I resized these pics to small on my computer, but maybe in putting them up onto photobucket they enlarge them? I am so baffled at how my pics get larger, then smaller then larger........


----------



## Macybaby (Jun 16, 2006)

I'm another one that has horrid results using the peeler. I've resorted to peeling the apples all by hand then running them through slicer.

This sure would make things faster. With the late spring frost, I didn't get a single apple off my trees this year so I'll keep it in mind for next year.


----------



## Chixarecute (Nov 19, 2004)

What type of peeler is on your combo unit? I have found the ones with a U shaped blade work pretty well, you may have to adjust the depth of it the first time to get it right. The U blade can also be sharpened, and probably needs to be sharpened, well, once a year would be great, mine gets sharpened every couple of years with a simple...well, a knife sharpening rasp thing.
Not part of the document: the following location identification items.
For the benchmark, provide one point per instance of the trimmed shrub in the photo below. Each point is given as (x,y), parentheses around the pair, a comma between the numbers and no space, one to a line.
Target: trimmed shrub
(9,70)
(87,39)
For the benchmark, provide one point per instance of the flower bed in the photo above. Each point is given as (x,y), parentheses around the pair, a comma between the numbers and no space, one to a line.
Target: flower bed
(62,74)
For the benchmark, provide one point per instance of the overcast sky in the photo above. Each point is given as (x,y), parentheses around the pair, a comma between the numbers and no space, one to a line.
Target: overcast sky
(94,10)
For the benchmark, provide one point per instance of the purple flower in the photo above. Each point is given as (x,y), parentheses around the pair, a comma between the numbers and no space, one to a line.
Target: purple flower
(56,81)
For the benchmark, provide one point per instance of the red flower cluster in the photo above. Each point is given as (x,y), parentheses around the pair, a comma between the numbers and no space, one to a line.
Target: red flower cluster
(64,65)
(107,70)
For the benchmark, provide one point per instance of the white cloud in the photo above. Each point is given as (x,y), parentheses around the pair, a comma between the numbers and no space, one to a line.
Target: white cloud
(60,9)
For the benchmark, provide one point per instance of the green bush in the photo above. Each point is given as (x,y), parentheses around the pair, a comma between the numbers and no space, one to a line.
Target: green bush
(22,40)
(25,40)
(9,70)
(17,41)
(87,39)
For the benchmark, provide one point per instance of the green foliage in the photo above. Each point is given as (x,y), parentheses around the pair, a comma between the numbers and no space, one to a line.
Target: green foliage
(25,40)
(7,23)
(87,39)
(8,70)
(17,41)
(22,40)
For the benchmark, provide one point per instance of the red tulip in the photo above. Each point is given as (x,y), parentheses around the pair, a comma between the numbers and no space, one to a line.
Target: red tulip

I have purchased the peeler combo units with the typical attached straight blade, and found that doesn't work at all.

The other thing that hinders blade performance is crispness of the apple. An apple that is starting to go soft just will not peel well at all.
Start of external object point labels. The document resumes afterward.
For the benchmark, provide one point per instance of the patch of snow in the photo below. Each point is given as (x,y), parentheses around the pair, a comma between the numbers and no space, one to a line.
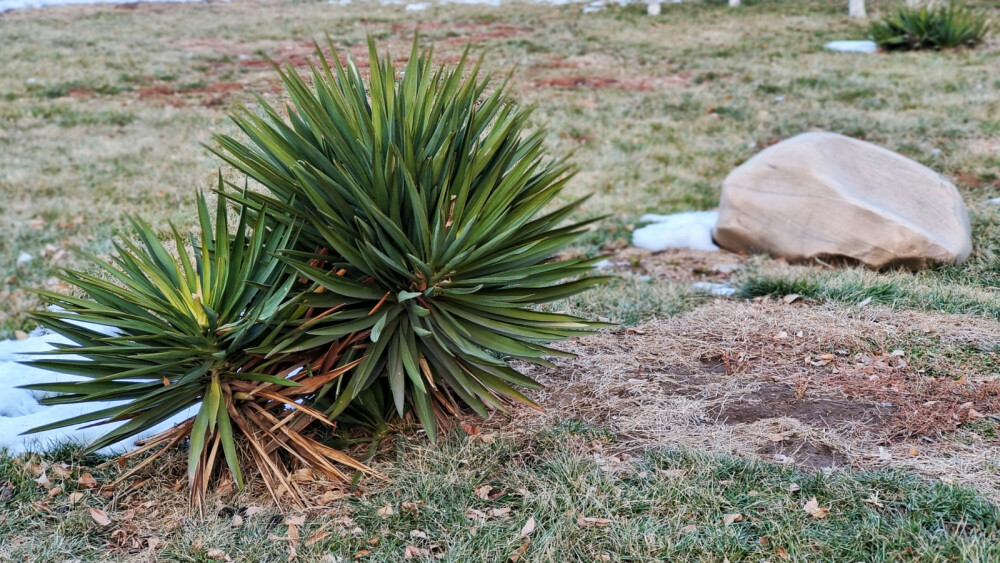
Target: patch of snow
(717,289)
(20,410)
(852,46)
(692,229)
Congrats on finding a method that works for you!


----------



## Homesteader (Jul 13, 2002)

Chixarecute-here is the blade on ours. We have a Progressive. I thought it was a Victorio but it's not.

The blade itself is straight across, but yet, the opening there is U shaped, so I'm not sure which this is?


----------



## Jeepgirl86 (May 18, 2012)

I have a combo peeler/corer/slicer from Pampered Chef (bought years ago) and do ok with it, as long as the apples are firm. If they are too ripe the corer thingy rips out the middle of the apple without doing anything else. I'll have to try the pre-peel idea next time I have some and see if it helps. Thanks for the idea.


----------



## Macybaby (Jun 16, 2006)

i have the pampered chef one also - bought it after having several people tell me how nice it works. I have a second one from a auction that is very similar. Both have U shaped blades.
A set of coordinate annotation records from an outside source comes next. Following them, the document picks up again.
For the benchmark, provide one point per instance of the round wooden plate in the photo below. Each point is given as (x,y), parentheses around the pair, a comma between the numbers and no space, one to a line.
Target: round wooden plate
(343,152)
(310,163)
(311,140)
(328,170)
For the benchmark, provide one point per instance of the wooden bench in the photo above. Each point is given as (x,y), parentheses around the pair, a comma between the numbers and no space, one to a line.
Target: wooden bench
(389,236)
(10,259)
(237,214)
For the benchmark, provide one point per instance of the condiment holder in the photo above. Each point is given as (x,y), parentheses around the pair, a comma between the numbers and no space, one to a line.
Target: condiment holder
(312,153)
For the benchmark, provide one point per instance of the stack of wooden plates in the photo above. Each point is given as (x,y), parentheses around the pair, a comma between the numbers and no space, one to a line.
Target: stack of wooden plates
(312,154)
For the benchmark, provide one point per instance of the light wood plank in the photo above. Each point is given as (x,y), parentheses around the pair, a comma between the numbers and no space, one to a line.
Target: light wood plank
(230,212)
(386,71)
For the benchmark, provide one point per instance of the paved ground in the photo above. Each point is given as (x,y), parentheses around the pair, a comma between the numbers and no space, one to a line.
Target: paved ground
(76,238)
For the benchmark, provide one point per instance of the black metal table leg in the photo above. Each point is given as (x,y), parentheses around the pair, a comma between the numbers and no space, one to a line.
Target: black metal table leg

I think my apples are the bulk of the problem, but I love their taste so I'll deal with them being not working in the peeler. They almost all have offcenter roundness.

I've messed with adjusting the spring pressure, sharpening the blade, being very particular about placement. I find the blade starts cutting into the apple (the side of the U not they tip) and lose about a 1/4" of the apple along with the peel. And I end up with an apple with a series of ridges instead of a smooth surface. 

I still like using it for apple rings (for dehydrating).


----------



## 7thswan (Nov 18, 2008)

The best apple peeler I've ever used is an antique one. It has a blade like a manual peeler, it also kicks the apple off the spikes when done. The peeler might be expensive if you can fine one,but they sure work well.


----------



## Chixarecute (Nov 19, 2004)

Homesteader that is a third kind of blade!

My main peeler is one from the early 80s, made in or by White Mountain, VT. The blade is the same as the pampered chef style, a flat piece of metal, not quite 1/4" high by oh 2" maybe, in a U shape, attached where you have your slotted blade attached. 

With very steeply round apples, the side of the u blade will peel part of the apple, then the center of the arc as the apple straightens out.

Off center doesn't seem to matter as much with my unit, I just try to get the blossom end and the stem end parallel on the prongs. DH likes stem end at the prongs, I put the blossom end at the prongs. His way generally works better, IDKW.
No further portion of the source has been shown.